Beirut doctor consults Haifa surgeon

As the Hizbullah-Israel war continued, a doctor in a Beirut hospital e-mailed a senior cardiothoracic surgeon at Haifa's Rambam Medical Center on Monday for information about a surgical treatment the Israeli has pioneered. Dr. Avraham Lorber told The Jerusalem Post he received an e-mail message early in the morning from a Beirut physician he declined to name so the Lebanese doctor would not get into trouble. The Beirut doctor had just read an abstract of an article Lorber published with several Rambam colleagues in the latest issue of the Journal of the European Society for Cardiothoracic Surgery.
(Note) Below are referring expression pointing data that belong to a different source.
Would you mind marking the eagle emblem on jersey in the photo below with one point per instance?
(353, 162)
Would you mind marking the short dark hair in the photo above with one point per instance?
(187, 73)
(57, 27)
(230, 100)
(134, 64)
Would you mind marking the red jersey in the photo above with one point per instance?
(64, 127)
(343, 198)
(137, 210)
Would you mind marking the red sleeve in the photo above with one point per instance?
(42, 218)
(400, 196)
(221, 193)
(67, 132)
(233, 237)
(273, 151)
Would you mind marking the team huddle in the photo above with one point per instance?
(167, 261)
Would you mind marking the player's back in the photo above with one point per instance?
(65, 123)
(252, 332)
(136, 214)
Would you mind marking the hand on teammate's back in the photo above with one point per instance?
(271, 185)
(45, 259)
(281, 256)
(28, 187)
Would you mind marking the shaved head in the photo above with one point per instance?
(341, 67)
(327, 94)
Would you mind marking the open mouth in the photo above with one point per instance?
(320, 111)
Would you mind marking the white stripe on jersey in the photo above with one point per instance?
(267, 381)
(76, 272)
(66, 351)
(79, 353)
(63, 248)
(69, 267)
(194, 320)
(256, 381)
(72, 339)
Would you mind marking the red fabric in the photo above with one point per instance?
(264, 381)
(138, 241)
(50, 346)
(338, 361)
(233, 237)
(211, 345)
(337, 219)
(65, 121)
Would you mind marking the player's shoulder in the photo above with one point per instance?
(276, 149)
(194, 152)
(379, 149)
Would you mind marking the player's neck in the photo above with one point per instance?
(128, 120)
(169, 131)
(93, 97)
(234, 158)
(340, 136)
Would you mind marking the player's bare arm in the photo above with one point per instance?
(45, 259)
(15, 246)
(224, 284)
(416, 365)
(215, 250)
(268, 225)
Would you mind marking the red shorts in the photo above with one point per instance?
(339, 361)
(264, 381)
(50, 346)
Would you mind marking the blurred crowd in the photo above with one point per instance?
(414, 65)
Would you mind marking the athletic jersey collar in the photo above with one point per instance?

The article dealt with minimally invasive removal of a cancerous lung, the first case of its kind in the world. "As he had only the abstract, he asked for more information," said Lorber, who sent him the entire article. The Beirut doctor did not mention Israel's counterattack on Lebanon in the wake of the Hizbullah missile attack and kidnapping of soldiers, and Lorber did not discuss politics either. "When cannons roar, medical muses must continue to operate," said the cardiothoracic surgeon at Rambam, which is treating many of the wounded in Hizbullah missile attacks on Haifa. "We have to disconnect somehow from the situation, even though it is not easy, as we both see suffering populations."